Quando os ponteiros do relógio marcassem 10h do segundo domingo de agosto de um ano anterior, a certeza que eu tinha era de chegar no aconchego dos Bezerra, falar rapidamente com os presentes e em seguida me dirigir ao segundo quarto da casa construída no local onde há mais de 60 anos nossa família decidiu edificar morada.
Ao chegar lá, bateria na porta dizendo. “Presidente, cheguei!”. Vestido com um calção azul, as costas apoiadas na cama, pés estirados no chão gelado, o olhar voltado para o Esporte Espetacular e um copo de Campari ao lado.
Assim, certamente ele falaria. “Opa, meu filho. Chegue pra cá”. Essa não era uma cena específica no Dia dos Pais. Era comum.
Deitava na cama, ou em sua cadeira do “papai”, e conversaríamos sobre tudo, principalmente sobre política. Amava falar mal dos maus políticos.
Criança, adolescente ou adulto, aproveitava para comer suas castanhas de caju ou pegar aquele pedaço de Galinha Matriz que só poderíamos comer no almoço.
Do segundo quarto da casa, gritava em tom de gozação. “Ô Lila [minha tia], um ratinho passou por aqui e comeu tudo”.

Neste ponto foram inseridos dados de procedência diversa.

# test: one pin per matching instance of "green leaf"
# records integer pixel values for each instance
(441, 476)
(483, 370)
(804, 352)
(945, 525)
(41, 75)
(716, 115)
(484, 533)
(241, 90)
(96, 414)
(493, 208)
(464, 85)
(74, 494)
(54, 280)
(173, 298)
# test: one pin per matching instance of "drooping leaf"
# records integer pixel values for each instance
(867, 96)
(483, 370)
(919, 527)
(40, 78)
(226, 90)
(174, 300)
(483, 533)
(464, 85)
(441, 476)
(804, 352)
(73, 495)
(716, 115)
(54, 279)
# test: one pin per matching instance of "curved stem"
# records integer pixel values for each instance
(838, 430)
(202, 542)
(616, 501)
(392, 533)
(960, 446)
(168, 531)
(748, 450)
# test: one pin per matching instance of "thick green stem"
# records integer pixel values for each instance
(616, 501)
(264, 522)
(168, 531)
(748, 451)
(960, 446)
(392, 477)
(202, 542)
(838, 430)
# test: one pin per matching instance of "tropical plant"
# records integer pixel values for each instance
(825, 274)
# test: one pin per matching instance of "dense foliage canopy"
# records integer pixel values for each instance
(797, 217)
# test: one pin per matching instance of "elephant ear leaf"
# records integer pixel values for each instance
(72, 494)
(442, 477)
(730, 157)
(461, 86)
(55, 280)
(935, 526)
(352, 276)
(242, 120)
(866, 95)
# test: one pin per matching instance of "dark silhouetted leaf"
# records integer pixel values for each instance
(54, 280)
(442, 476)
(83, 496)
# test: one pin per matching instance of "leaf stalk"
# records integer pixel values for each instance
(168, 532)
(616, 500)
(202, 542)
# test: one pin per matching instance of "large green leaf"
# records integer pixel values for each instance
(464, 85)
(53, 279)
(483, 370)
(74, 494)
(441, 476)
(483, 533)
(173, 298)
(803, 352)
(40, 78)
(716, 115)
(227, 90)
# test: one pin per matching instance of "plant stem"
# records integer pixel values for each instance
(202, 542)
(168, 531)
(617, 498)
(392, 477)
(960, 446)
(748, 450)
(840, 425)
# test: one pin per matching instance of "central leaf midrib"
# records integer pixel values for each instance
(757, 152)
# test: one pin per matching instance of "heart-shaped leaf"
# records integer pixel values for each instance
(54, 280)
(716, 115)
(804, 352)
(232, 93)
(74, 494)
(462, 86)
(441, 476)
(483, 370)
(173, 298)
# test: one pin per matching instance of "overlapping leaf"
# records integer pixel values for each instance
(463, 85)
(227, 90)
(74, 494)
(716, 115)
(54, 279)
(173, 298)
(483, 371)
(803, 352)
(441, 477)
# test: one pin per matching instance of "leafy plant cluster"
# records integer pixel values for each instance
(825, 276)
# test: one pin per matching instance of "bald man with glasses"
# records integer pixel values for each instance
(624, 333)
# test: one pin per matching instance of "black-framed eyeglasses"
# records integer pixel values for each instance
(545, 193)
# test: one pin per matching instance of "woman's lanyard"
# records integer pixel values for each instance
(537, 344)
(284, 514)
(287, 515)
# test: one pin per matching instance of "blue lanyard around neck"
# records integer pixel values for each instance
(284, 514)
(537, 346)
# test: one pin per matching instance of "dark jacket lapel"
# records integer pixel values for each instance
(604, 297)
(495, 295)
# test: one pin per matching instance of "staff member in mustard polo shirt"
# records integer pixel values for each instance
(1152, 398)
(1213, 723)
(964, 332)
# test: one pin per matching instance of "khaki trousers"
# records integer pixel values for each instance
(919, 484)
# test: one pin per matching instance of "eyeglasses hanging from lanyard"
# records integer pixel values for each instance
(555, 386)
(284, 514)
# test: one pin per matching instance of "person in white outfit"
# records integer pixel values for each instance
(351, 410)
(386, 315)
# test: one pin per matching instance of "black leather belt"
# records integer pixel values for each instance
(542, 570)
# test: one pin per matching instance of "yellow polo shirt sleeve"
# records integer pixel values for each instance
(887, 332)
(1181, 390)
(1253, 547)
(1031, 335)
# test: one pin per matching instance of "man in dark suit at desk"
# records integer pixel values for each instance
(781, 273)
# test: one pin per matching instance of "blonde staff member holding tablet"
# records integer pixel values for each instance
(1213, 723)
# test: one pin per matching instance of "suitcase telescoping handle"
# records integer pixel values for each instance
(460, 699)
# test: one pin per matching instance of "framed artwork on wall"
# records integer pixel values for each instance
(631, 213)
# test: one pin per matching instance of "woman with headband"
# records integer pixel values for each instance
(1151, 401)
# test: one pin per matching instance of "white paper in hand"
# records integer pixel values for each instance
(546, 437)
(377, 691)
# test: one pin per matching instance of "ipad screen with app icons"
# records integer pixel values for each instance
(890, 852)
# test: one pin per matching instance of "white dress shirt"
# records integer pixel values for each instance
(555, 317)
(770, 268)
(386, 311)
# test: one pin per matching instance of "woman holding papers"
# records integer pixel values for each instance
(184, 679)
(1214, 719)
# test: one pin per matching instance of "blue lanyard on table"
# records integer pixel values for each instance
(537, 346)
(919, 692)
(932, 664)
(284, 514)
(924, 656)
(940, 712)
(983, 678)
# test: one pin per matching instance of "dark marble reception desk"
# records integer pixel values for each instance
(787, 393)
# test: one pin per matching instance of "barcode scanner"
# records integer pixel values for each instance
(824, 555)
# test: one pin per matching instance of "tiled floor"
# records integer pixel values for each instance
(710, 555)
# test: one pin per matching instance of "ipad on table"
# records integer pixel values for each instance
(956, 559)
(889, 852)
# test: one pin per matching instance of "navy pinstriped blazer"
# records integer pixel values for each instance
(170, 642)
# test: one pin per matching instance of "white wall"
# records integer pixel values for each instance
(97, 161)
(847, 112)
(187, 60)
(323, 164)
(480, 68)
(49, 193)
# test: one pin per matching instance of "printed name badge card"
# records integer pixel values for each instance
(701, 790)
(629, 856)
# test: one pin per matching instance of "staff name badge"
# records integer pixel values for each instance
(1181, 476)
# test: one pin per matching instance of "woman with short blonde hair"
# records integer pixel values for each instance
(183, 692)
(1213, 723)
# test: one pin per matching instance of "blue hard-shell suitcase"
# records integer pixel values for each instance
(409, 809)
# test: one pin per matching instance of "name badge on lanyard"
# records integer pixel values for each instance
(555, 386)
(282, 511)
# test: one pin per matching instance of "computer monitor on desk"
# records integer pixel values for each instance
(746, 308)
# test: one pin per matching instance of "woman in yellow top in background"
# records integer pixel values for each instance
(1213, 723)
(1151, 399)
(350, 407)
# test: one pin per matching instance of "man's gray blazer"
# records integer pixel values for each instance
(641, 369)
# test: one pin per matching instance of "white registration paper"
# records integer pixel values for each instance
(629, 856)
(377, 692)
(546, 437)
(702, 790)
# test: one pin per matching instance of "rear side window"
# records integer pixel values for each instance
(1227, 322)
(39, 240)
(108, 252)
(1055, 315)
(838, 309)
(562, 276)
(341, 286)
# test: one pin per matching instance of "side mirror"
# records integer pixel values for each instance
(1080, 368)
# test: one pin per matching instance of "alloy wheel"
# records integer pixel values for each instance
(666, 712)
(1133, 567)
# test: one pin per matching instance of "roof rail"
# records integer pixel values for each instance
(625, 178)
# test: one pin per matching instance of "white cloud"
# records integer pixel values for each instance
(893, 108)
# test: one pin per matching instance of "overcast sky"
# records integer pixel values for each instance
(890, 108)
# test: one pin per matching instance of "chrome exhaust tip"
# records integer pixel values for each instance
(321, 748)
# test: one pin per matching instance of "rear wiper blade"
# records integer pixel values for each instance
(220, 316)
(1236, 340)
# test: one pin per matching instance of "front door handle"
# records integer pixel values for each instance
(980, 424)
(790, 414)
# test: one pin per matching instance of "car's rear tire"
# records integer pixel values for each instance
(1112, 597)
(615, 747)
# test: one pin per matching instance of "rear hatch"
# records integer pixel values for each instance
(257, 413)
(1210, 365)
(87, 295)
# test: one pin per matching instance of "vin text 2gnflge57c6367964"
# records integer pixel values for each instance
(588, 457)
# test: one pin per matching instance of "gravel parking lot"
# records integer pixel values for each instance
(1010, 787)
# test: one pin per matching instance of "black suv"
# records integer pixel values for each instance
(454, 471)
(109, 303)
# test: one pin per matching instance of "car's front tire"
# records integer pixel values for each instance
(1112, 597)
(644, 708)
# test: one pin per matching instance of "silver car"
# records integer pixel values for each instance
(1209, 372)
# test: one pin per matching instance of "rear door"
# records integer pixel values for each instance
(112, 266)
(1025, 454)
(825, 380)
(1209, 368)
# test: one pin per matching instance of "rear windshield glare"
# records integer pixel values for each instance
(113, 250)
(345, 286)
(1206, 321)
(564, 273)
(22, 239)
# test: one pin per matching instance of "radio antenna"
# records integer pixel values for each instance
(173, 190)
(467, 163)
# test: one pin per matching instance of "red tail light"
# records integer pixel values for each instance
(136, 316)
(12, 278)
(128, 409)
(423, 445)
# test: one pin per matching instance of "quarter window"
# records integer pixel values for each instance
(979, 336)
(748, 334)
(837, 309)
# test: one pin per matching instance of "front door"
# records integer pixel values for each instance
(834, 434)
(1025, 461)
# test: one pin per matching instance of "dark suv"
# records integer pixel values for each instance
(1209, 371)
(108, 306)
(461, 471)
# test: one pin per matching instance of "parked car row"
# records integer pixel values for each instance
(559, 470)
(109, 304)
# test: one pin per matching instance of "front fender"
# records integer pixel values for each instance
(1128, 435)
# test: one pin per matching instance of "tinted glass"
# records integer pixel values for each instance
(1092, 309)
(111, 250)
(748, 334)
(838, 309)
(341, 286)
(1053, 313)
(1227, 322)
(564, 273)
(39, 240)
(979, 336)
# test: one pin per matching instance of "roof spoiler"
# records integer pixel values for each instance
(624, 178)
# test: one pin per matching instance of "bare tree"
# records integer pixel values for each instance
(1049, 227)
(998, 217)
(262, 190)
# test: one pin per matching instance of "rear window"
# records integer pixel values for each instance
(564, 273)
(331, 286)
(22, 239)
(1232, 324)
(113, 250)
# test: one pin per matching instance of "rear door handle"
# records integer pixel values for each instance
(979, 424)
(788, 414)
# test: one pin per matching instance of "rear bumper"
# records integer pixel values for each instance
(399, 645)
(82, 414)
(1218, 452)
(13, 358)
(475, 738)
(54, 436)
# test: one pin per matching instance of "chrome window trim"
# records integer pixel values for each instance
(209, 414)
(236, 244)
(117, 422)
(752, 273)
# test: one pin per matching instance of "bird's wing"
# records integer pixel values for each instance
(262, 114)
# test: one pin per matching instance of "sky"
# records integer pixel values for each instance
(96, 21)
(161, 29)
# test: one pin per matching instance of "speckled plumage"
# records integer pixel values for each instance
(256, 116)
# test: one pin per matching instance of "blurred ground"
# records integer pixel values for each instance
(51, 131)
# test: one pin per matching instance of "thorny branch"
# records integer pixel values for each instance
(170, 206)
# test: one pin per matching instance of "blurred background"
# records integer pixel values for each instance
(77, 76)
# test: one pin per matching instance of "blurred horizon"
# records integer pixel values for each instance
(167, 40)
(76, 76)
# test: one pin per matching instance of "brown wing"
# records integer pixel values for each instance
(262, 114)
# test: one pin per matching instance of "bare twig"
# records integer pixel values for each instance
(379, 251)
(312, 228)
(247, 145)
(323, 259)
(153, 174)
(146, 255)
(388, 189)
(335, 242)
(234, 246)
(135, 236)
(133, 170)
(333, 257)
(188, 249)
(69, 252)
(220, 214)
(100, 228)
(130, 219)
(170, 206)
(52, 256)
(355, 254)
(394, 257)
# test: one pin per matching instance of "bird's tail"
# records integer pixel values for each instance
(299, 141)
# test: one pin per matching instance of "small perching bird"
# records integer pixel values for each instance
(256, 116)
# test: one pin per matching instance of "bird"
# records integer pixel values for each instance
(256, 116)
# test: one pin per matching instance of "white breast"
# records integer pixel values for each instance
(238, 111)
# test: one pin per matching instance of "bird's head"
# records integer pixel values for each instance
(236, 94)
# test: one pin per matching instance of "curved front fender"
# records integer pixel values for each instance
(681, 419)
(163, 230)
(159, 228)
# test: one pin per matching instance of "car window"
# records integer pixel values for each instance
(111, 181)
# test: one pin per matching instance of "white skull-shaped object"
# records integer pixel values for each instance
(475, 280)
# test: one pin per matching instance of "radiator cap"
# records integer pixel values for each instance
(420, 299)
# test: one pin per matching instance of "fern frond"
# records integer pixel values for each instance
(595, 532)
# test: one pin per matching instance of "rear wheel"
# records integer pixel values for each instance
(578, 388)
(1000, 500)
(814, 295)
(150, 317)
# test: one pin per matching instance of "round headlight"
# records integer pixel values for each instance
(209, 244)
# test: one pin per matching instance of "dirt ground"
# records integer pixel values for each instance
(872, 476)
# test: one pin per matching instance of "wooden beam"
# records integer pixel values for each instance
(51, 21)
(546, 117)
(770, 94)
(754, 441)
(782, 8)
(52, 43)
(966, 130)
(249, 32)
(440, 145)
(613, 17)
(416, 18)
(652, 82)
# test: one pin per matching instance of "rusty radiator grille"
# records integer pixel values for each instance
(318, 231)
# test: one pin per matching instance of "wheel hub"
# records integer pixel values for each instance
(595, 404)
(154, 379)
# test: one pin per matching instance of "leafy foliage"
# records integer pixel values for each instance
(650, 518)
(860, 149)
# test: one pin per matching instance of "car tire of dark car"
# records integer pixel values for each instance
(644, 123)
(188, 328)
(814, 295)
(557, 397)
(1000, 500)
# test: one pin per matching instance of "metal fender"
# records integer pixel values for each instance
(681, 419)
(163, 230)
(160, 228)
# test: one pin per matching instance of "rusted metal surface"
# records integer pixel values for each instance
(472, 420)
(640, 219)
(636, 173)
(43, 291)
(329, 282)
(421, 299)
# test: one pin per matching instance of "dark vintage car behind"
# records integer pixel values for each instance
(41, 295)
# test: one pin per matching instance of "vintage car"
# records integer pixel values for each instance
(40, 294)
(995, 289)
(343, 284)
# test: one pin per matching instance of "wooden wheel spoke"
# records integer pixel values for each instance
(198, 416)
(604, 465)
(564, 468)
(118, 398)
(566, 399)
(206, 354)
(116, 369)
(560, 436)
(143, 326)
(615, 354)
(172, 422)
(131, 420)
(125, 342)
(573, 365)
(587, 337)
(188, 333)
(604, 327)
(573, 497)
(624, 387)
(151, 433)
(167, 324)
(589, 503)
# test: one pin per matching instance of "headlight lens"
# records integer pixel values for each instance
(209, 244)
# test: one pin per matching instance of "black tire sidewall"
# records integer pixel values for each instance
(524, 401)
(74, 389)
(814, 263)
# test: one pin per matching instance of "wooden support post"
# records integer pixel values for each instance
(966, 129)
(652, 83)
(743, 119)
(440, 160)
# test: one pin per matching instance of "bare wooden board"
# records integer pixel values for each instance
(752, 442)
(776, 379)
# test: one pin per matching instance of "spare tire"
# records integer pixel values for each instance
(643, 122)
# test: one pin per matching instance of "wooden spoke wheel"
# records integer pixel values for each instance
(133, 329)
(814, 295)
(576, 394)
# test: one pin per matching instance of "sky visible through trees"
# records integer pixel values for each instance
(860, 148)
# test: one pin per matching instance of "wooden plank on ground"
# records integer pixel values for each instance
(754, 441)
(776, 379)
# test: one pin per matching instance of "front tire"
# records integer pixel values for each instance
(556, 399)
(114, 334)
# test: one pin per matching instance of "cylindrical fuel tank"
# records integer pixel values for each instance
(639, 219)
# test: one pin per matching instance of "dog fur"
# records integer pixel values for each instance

Que rato que nada. O roedor era ele mesmo. Que diversão por uma cena tão simples, mas que sua gargalhada nos fazia dobrar a risada.
Talvez essa seja uma das tantas outras que marcam a memória. São inúmeros momentos que nenhum texto seria possível para descrever, precisaria de ao menos uma centena de laudas, ou mais.
Há um ano, infelizmente, ocasiões como as acimas citadas não se repetem fisicamente. São reprisadas diariamente no coração.
Hoje, se seguisse o sentimento comum, seria um dia de tristeza, ou angústia. Mas, aprendi com a criança Vicente e com o vovô Gerson, que não há espaço para dor em uma vida que foi regada de alegria.
Saudade, sim. Será eterna. Mas, as lembranças serão inesquecíveis. Os sonhos estão aí para provar.
Um dia voltaremos nos encontrar. Novamente, na tua careca irei beijar e gritar, “Meu, Presidente”. E aí então, o sorriso acolhedor me colocará nos braços, abençoará e falarás. “Assinho, meu netão”.
Provavelmente já teremos uma música no repertório. Seja ao som de Diogo Nogueira, Dorival Caymmi ou Beth Carvalho, todos iremos para Maracangalha. E mesmo se Anália não quiser ir, “ô vou”.